Segundo João Carlos Correia (9), então presidente da Abea, a maneira como as instituições de ensino superior inseriram o conteúdo da intitulada “Técnicas Retrospectivas” em sua grade, vem comprometendo o ensino do patrimônio nas faculdades de arquitetura e urbanismo no Brasil, o que ocasionou uma rediscussão sobre o tema nas comissões da Abea e na Comissão de Ensino e Formação do CAU Brasil.

No 3oSimpósio Científico do Conselho Internacional de Monumentos e Sítios do Brasil – Icomos Brasil, algumas exposições e debates ajudaram a corroborar com a importância e cuidado que as instituições de ensino devem ter para com a formação do arquiteto e urbanista apto a intervir no patrimônio cultural, não só no Brasil como em todo o mundo; o que vem de encontro com a importância da ampliação do campo disciplinar do ensino de patrimônio na graduação.

Outro exemplo da preocupação com o patrimônio cultural frente à contemporaneidade foi a aprovação de novos comitês pelo Icomos Brasil; sendo eles: Profissionais Emergentes e Patrimônio Cultural para Novas Gerações, ambos coordenados pelo arquiteto e urbanista Jorge Luís Stocker Júnior, coordenador Adjunto do Núcleo Rio Grande do Sul; e representante brasileiro no Emerging Professionals Working Group do icomos Internacional.

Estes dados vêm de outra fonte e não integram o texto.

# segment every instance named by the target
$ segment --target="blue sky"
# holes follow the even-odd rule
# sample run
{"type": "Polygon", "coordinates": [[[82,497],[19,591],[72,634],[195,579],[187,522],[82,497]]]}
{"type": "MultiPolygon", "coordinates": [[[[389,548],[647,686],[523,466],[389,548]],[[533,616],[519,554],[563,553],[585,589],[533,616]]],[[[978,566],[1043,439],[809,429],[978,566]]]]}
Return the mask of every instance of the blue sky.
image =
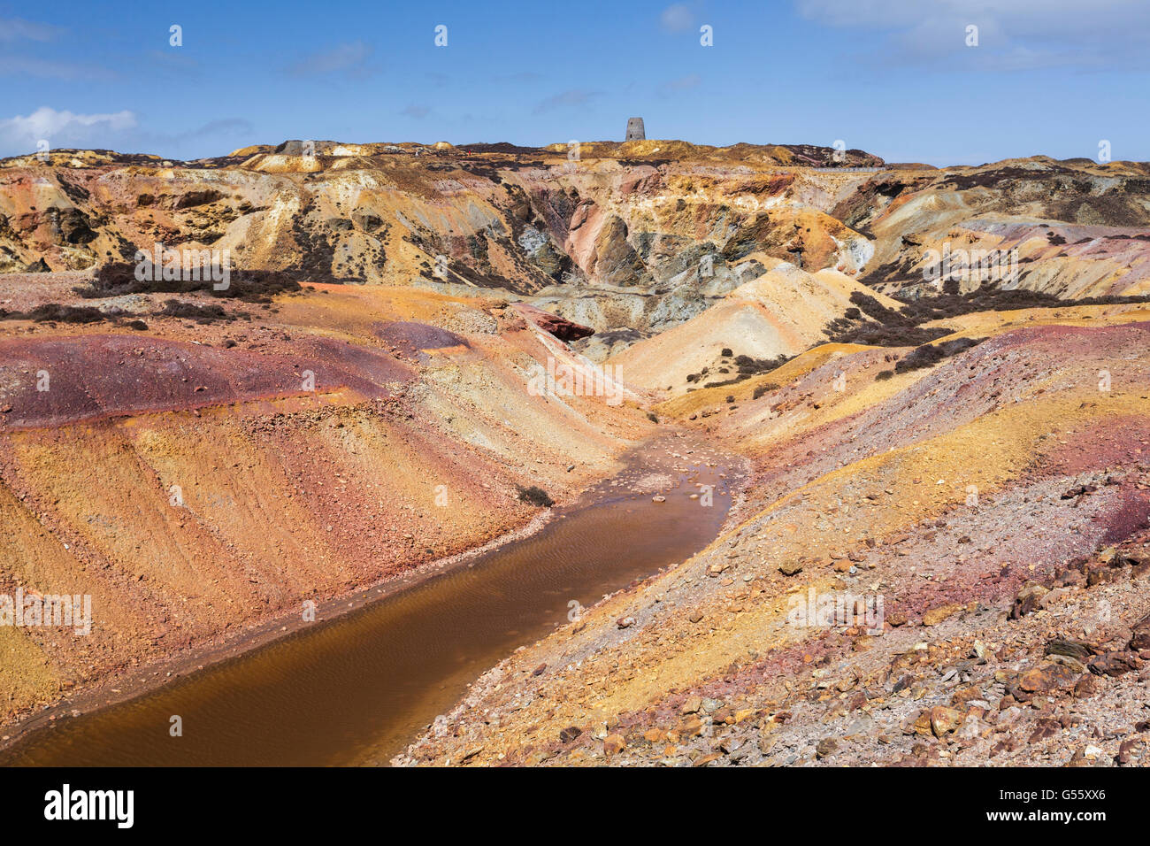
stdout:
{"type": "Polygon", "coordinates": [[[621,139],[641,115],[650,138],[889,161],[1096,158],[1104,139],[1147,160],[1148,41],[1147,0],[0,2],[0,155],[534,146],[621,139]]]}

Em junho de 2019 também aconteceu o Fórum Universitário Icomos sobre Pensar e Planejar o Futuro na Gestão do Patrimônio, em Amsterdã, Holanda, o evento foi realizado em colaboração com a Universidade de Amsterdã, Icomos Internacional, Icomos Holanda e teve como principal objetivo discutir o que o futuro reserva para o patrimônio, discutindo seu papel na gestão das relações entre as sociedades presentes e futuras, através da antecipação ou planejamento e tentando entender como percebemos o futuro; para que futuro os profissionais do patrimônio estão trabalhando, qual herança será necessária no futuro e como podemos desenvolver a capacidade de pensar no futuro, nos profissionais que atuam ou atuarão no patrimônio mundial.

No entanto, no caso brasileiro, precisamos retomar a questão da importância do ensino do patrimônio na graduação de arquitetura e urbanismo, precisamos refletir sobre as prerrogativas legais do campo profissional, pois não há aqui, nenhuma exigência legal de especialização e aprofundamento didático como na França (10). Em nosso país o bacharelado em arquitetura e urbanismo confere ao profissional o direito de elaborar e executar projetos relacionados ao patrimônio cultural.

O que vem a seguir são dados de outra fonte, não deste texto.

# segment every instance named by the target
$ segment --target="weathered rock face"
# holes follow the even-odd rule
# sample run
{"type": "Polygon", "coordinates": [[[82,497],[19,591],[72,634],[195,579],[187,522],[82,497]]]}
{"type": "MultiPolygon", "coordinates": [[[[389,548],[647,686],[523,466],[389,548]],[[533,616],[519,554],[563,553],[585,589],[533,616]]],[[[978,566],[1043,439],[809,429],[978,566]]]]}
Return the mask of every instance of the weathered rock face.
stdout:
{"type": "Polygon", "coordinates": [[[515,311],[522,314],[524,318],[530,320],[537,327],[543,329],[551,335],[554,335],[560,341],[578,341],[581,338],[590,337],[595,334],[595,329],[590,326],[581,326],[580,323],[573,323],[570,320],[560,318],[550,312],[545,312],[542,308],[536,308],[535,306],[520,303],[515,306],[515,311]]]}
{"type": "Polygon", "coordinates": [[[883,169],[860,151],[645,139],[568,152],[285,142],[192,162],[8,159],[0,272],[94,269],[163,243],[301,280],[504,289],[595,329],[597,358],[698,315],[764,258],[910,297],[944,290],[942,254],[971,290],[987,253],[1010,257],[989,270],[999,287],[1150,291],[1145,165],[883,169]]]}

Os argumentos legais partem da análise da grade curricular da graduação em arquitetura e urbanismo, onde se encontram disciplinas de história, teorias, técnicas retrospectivas (somente a partir de 1994) e um acentuado número de disciplinas de projeto, o que na prática, vem se mostrando de forma bastante controversa em algumas escolas.

Precisamos por fim tratar dos avanços e/ou retrocessos dos 25 anos do ensino obrigatório do patrimônio na graduação de arquitetura e urbanismo no Brasil, não podendo esta questão ser enfatizada apenas na pós-graduação, onde tradicionalmente esta é tratada com mais ênfase nas universidades brasileiras.

O compromisso ético relacionado à formação e a habilitação profissional do arquiteto e urbanista perante a legislação, precisa ser repensada no âmbito nacional, de forma que se estabeleça uma formação coordenada e coesa nas escolas de arquitetura, de todo o país.

O conhecimento da história da arquitetura brasileira, da criação do patrimônio, os conceitos nacionais e internacionais e o projeto de restauração precisam ser tratados na grade curricular, de forma contextualizada com os demais conteúdos.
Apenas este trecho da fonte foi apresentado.